The impacts of the state’s systematic caging and abuse of children are not equally distributed across the population. The Center for Children’s Law and Policy documents many studies showing the racially disparate impacts of youth incarceration and juvenile justice policies. LGBTQ youth also face disproportionate impacts from the juvenile justice system. According to an article in The Nation:

The road to incarceration begins in pretrial detention, before the youth even meets a judge. Laws and professional standards state that it’s appropriate to detain a child before trial only if she might run away or harm someone. Yet for queer youth, these standards are frequently ignored. According to UC Santa Cruz researcher Dr. Angela Irvine, LGBT youth are two times more likely than straight youth to land in a prison cell before adjudication for nonviolent offenses like truancy, running away and prostitution. According to Ilona Picou, executive director of Juvenile Regional Services, Inc., in Louisiana, 50 percent of the gay youth picked up for nonviolent offenses in Louisiana in 2009 were sent to jail to await trial, while less than 10 percent of straight kids were. “Once a child is detained, the judge assumes there’s a reason you can’t go home,” says Dr. Marty Beyer, a juvenile justice specialist. “A kid coming into court wearing handcuffs and shackles versus a kid coming in with his parents—it makes a very different impression.”

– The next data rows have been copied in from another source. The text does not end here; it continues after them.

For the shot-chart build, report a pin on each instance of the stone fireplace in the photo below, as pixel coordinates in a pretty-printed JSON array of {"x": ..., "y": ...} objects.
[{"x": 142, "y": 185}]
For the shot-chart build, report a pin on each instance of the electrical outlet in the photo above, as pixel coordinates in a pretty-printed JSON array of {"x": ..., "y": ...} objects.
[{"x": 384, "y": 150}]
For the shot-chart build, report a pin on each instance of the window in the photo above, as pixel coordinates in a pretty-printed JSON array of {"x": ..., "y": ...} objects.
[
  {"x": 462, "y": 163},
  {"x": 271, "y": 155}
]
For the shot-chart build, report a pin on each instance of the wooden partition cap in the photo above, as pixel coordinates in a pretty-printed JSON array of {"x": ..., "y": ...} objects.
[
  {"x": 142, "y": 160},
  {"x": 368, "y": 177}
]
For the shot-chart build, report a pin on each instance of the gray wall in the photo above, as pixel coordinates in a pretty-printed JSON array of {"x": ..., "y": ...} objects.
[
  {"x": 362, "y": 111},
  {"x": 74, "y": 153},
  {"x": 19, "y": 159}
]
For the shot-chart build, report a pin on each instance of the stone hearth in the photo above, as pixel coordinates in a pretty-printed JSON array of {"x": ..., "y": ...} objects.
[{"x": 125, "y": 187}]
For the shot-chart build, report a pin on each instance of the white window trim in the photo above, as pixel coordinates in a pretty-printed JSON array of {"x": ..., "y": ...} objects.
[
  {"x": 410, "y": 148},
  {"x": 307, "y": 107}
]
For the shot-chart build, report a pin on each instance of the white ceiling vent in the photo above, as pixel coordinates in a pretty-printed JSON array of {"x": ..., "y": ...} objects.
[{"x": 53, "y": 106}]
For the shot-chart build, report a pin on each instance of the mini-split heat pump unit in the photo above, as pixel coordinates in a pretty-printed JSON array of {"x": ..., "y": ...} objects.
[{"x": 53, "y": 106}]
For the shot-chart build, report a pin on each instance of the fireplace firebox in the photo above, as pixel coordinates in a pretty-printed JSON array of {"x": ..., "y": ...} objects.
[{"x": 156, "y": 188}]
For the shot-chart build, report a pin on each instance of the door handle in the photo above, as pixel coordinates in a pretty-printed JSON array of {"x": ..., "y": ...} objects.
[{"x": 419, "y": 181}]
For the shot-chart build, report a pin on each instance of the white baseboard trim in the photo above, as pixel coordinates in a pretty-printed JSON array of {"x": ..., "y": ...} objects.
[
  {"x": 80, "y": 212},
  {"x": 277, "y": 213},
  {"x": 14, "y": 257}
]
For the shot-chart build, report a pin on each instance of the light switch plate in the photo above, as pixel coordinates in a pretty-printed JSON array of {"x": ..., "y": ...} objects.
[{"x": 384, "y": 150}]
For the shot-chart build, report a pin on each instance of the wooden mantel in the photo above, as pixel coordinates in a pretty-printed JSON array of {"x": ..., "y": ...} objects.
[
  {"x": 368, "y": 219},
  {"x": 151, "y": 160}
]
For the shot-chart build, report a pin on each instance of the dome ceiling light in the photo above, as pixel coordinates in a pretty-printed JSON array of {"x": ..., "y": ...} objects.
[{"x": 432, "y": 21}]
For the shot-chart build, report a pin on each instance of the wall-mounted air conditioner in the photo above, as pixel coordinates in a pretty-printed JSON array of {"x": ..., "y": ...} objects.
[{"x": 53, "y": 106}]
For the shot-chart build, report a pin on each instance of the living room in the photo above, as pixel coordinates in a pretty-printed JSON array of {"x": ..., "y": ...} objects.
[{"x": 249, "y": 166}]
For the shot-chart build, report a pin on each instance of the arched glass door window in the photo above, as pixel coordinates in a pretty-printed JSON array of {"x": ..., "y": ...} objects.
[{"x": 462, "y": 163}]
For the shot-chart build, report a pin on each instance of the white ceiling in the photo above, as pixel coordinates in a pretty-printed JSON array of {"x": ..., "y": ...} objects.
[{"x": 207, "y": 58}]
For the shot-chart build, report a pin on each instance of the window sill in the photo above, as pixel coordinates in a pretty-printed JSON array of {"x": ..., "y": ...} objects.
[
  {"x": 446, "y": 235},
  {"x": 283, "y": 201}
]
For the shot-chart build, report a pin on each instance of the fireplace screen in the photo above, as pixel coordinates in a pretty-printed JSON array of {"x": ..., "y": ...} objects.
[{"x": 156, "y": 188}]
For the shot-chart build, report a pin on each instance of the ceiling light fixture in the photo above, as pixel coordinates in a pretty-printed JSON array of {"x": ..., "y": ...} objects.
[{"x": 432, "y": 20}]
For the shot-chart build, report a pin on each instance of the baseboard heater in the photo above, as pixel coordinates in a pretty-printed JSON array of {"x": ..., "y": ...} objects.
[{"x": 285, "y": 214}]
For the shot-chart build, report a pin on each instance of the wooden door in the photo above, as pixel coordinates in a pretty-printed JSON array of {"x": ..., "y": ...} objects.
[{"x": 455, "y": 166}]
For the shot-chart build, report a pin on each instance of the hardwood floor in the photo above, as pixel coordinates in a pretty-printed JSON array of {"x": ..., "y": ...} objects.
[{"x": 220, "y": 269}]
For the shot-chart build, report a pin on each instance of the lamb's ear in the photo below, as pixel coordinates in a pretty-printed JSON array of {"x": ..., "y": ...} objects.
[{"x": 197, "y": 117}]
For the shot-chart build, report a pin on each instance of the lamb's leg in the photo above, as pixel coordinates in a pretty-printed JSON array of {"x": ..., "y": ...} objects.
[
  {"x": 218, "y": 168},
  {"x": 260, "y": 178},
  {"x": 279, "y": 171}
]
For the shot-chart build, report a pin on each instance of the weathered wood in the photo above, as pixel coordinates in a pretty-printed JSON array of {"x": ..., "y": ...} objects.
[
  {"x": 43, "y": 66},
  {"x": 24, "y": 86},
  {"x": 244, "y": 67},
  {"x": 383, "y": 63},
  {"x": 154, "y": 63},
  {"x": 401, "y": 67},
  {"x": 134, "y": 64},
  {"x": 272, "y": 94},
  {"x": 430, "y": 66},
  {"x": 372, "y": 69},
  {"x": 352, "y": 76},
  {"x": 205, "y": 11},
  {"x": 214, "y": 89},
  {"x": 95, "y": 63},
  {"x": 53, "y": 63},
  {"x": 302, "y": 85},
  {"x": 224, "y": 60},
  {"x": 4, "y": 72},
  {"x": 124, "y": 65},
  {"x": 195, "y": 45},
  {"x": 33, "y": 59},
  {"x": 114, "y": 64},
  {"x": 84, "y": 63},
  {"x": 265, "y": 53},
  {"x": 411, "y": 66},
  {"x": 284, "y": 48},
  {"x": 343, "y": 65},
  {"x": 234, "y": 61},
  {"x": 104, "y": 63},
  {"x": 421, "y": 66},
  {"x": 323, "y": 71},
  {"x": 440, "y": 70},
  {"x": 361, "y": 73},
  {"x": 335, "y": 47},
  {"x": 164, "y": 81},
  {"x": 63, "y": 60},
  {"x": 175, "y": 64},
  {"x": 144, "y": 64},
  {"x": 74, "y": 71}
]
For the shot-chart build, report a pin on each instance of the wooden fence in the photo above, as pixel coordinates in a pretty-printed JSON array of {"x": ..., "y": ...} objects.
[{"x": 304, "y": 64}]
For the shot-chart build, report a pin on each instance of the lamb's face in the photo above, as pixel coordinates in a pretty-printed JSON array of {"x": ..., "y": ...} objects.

Queer and transgender youth are treated differently by the justice system before they are even tried and convicted. Once incarcerated, they face brutal violence. From beatings to victim blaming to bigoted slurs from guards, queer and transgender youth are regularly abused in juvenile corrections facilities.

Some of America’s youth incarceration problem begins in the schools. “Zero-tolerance” policies in public schools criminalize violating school rules, producing what is often called the school to prison pipeline. The racially disparate impacts of this school to prison pipeline are well documented, and they often criminalize minor infractions.

Outside of school, youth are often directly targeted by police thanks to ageist laws like curfews. Laws often restrict freedom of movement and bodily autonomy for youth, and justify this coercion through condescending and paternalistic platitudes. In a particularly appalling recent case of paternalism sending youth to prison, a transgender girl was sent to an adult prison without charges or trial, because the state had power over her as her “guardian.” The desire to protect youth provides ideological cover for the state to treat them even more abusively than it treats adults.

The American state is uniquely punitive in some respects. According to Amnesty International, “The United States is believed to stand alone in sentencing children to life without parole.” Amnesty identifies “at least 2,500 people in the US serving life imprisonment without the possibility of parole for crimes committed when they were under 18 years old.” Before turning 18, these youth were permanently separated from society, permanently sent to violent hellholes.

The essence of imprisonment as we know it is throwing away a human being, treating them as disposable. Prisoners are subjected to violence, abuse, and torture. They are held in austere and inhumane conditions. And they are kept out of the general public’s sight. They are punished rather than being made to make amends or provide restitution to victims. It’s bad enough to treat any human being this way. To treat children this way is unconscionable. Stop caging kids.